I look up at the clouds. They are still fluffy and white. No sign of impending danger.
‘Maybe I do, but we really need to get going. I need to handle some logistics for the Miami trip today and…’
Then, at the same exact moment, both of our phones sound an alert. At first, I hope it’s a special bulletin from the National Weather Service about my fictional storm, but when I look at my phone, I see it’s just the very real Hurricane Mom.
Please see attached itinerary. That’s all it says, with a link to a file.
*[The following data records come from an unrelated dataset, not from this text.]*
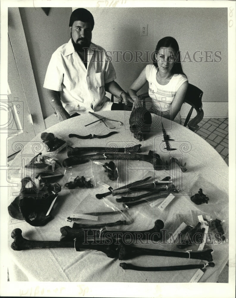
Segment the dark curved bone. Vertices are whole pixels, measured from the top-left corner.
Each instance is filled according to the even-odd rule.
[[[133,221],[117,221],[114,223],[108,223],[106,224],[78,224],[74,222],[73,224],[72,228],[73,229],[92,229],[95,228],[100,229],[104,226],[119,226],[120,225],[130,224]]]
[[[135,186],[136,187],[137,187],[137,184],[138,184],[139,183],[142,183],[143,182],[144,182],[144,181],[146,181],[147,180],[149,180],[150,178],[151,178],[151,176],[150,176],[149,177],[147,177],[147,178],[144,178],[144,179],[142,179],[142,180],[139,180],[137,181],[135,181],[134,182],[132,182],[131,183],[129,183],[128,184],[127,184],[127,185],[124,185],[123,186],[121,186],[121,187],[119,187],[118,188],[116,188],[115,190],[113,190],[112,191],[109,191],[107,193],[97,193],[96,195],[96,197],[97,199],[100,199],[102,198],[104,198],[104,197],[106,197],[107,195],[109,195],[112,194],[113,193],[112,192],[117,190],[119,190],[123,189],[128,189],[129,188],[132,187],[133,186],[134,186],[134,187]]]
[[[156,187],[155,189],[154,189],[152,191],[149,192],[148,193],[143,193],[141,195],[139,195],[133,196],[129,197],[123,197],[122,196],[121,198],[117,198],[116,199],[116,201],[118,203],[123,202],[124,203],[128,203],[128,202],[133,202],[134,201],[137,201],[140,199],[142,198],[146,198],[148,197],[149,195],[152,195],[155,193],[158,193],[161,192],[167,191],[168,191],[168,187]]]
[[[169,177],[170,179],[170,177]],[[167,185],[169,185],[172,182],[169,182],[166,181],[166,182],[158,182],[158,181],[154,181],[151,183],[148,183],[147,184],[144,184],[143,185],[137,186],[131,186],[129,188],[122,188],[121,189],[117,189],[112,191],[112,195],[117,195],[123,193],[126,193],[130,192],[138,192],[140,190],[153,190],[156,188],[158,187],[164,187]]]
[[[77,251],[80,251],[80,249],[95,249],[106,254],[109,258],[114,259],[118,258],[119,254],[119,246],[112,242],[110,244],[96,244],[92,242],[87,243],[83,243],[83,240],[78,240],[76,238],[75,247]]]
[[[134,146],[126,147],[125,148],[114,148],[116,152],[122,153],[139,153],[140,152],[140,148],[141,145],[139,144]],[[113,148],[109,147],[72,147],[67,146],[66,147],[67,150],[67,156],[68,157],[74,155],[80,155],[82,152],[99,152],[102,153],[109,152],[109,150],[112,150]]]
[[[147,198],[147,199],[144,199],[144,200],[141,200],[139,201],[135,201],[133,202],[128,202],[128,203],[124,203],[123,204],[123,206],[124,208],[126,209],[128,209],[129,208],[133,207],[134,206],[136,206],[137,205],[139,205],[140,204],[142,204],[143,203],[147,203],[149,201],[152,201],[153,200],[158,199],[161,199],[169,195],[170,193],[173,192],[178,193],[179,191],[176,189],[171,189],[169,190],[166,192],[165,193],[162,193],[159,195],[157,195],[154,197],[151,197],[150,198]],[[148,201],[147,201],[148,200]]]
[[[201,205],[202,203],[208,204],[209,198],[203,193],[202,188],[199,188],[198,193],[192,195],[190,199],[196,205]]]
[[[105,139],[105,138],[108,138],[113,134],[116,134],[118,133],[118,131],[111,131],[110,132],[107,134],[106,134],[102,135],[101,136],[98,136],[96,134],[94,134],[93,136],[93,138],[97,138],[97,139]]]
[[[11,236],[14,239],[11,247],[14,250],[23,250],[35,248],[56,248],[59,247],[74,247],[74,241],[43,241],[28,240],[22,236],[20,229],[14,229]]]
[[[200,264],[193,265],[180,265],[177,266],[163,266],[162,267],[141,267],[135,266],[132,264],[127,263],[120,263],[120,266],[123,269],[130,269],[139,271],[172,271],[178,270],[189,270],[190,269],[196,269],[198,268],[203,268],[206,266],[214,267],[214,263],[211,262],[207,264]]]
[[[139,239],[144,240],[152,240],[158,241],[162,238],[162,232],[161,231],[164,227],[164,223],[160,219],[158,219],[155,222],[155,226],[152,229],[145,231],[100,231],[99,235],[106,237],[108,235],[110,238],[117,236],[118,238],[125,236],[125,238],[130,238],[132,236],[135,238],[138,235]],[[140,237],[139,236],[141,236]]]
[[[213,251],[213,249],[207,249],[202,251],[183,252],[173,252],[161,249],[140,248],[131,246],[122,243],[119,244],[119,260],[121,260],[132,259],[138,256],[144,255],[195,259],[204,260],[208,262],[210,262],[213,260],[211,255],[211,253]]]
[[[192,245],[194,242],[197,244],[201,243],[203,240],[205,228],[201,228],[201,223],[199,222],[194,228],[187,226],[181,231],[179,237],[180,243],[177,245],[178,248],[185,248]]]
[[[122,153],[121,156],[122,158],[125,157],[130,160],[143,161],[149,162],[153,166],[155,170],[162,170],[166,169],[166,167],[162,167],[162,162],[160,158],[160,155],[153,151],[150,150],[148,154],[139,154],[138,153],[130,153],[126,154]],[[66,158],[63,161],[63,165],[65,167],[70,167],[75,164],[81,164],[87,162],[89,159],[97,160],[99,159],[114,160],[117,158],[119,156],[117,153],[104,153],[103,154],[97,153],[97,154],[92,154],[88,155],[84,155],[78,156],[73,155],[70,156],[68,158]]]
[[[55,183],[48,187],[48,193],[41,193],[37,196],[23,197],[19,201],[19,208],[26,221],[34,226],[43,226],[47,223],[52,219],[52,216],[50,214],[46,215],[61,190],[60,184]],[[32,219],[33,215],[34,218]]]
‘Did you get this too?’ I ask hoping it’s a strange coincidence. Finn holds up his phone and shows me his screen. It looks exactly like mine.
‘I’m sorry. My mother is not very good with personal boundaries…’
Our phones buzz again. I don’t even need to ask if he got the same new message that I did, because now his name is on the group chat list. I open the link and see a reservation for two has been made at ‘Swingers’.
‘What?’ I gasp and feel my entire body clench ‘I’m really, really sorry. She wants us to go to some swingers club?’
Finn stops me. ‘Did you open the link?’ he asks.
I shake my head, and when I click to open it, I see that Swingers is not, in fact, some kind of free love orgy. It’s worse. Much, much worse.